I’ve been tinkering again. In the last 6 months I’ve been climbing a steep learning curve about blending. I’d decided, mid last year to stop rushing around exploring new territories via endless compositions of more and more fragrances, and to focus my creative energies on finessing my entire product line. That frenzied make-more phase, I’ve since discovered, was triggered by a rapid increase in demand, which meant I was constantly scurrying to please and supply, and just not taking enough time to trust my own aesthetic sense of creative direction. I deeply appreciated the sudden increase in sales, as it enabled me to learn so much about how to proceed, and of course, how not to.
So, I began to rectify a few formulas that had initially pleased me, but left room for improvement. Some blends I now realise were sketches that I now felt needed a little more sharpness or sweetness or more airy lift to them. This is the feature of being an artisan making hand-blended small batch perfume. There’s always opportunity for refinement.
And refinement is to be expected, as any maker gains experience, their skills increase and their understanding of problem-solving expands.
So, almost every sale that has happened in the last few months has afforded me the opportunity to tweak quite a few formulas as well as to compose additional batches of fragrances that had run short. I also composed just a few new fragrances (not many) for my own creative enjoyment.
I know that many people become very attached to their favourites, and may not agree with me that X needs more blue lotus or more myrrh… they love it just the way it is. So I am keeping 500mls of my original stock in the cool room for those that insist on staying true to their loves.
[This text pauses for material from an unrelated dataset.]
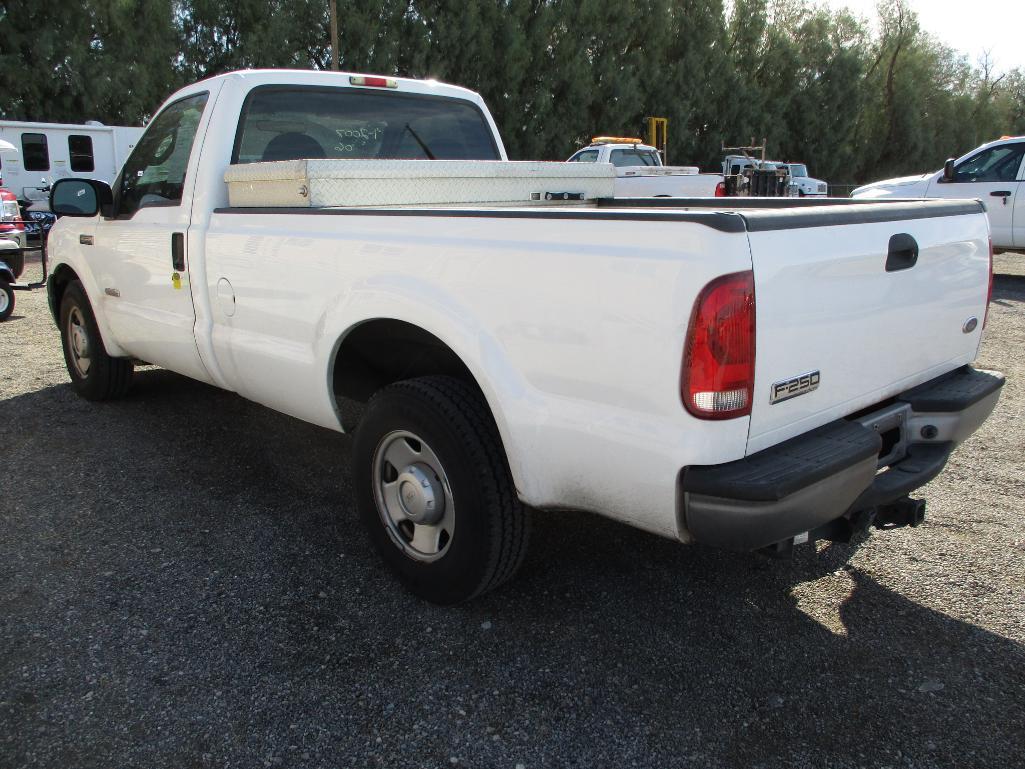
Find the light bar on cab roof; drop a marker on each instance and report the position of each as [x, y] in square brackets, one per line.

Some fragrances have completely run out and I have decided not to repeat them. That decision rests on the fact that some particular fragrances existed because of an extraordinary batch of raw materials that have since proven to be so different (or unavailable) as to be unable to produce that fragrance in a satisfying way.
I’m working hard to consolidate and refine my entire collection into what I believe is the penultimate version of each and every fragrance and in far larger quantities – so that an incredible choir of fragrances stands in concert, where each and every singer has a powerful voice and absolutely sings in tune. Pitch perfect perfume.
I have added Batch number notifications on my website which also lists any additional notes or formula quantities that have been altered. That way people can contact me and request the exact same batch as the one they have and know so well. Or try the refined version.
I know from experience that many mainstream fragrances have changed and been degraded over time, losing key ingredients, losing longevity or potency. This is largely driven by accounts departments wanting to cut costs. It can be devastating to lose such an intimate companion on our life pathways, where our precious memories are made.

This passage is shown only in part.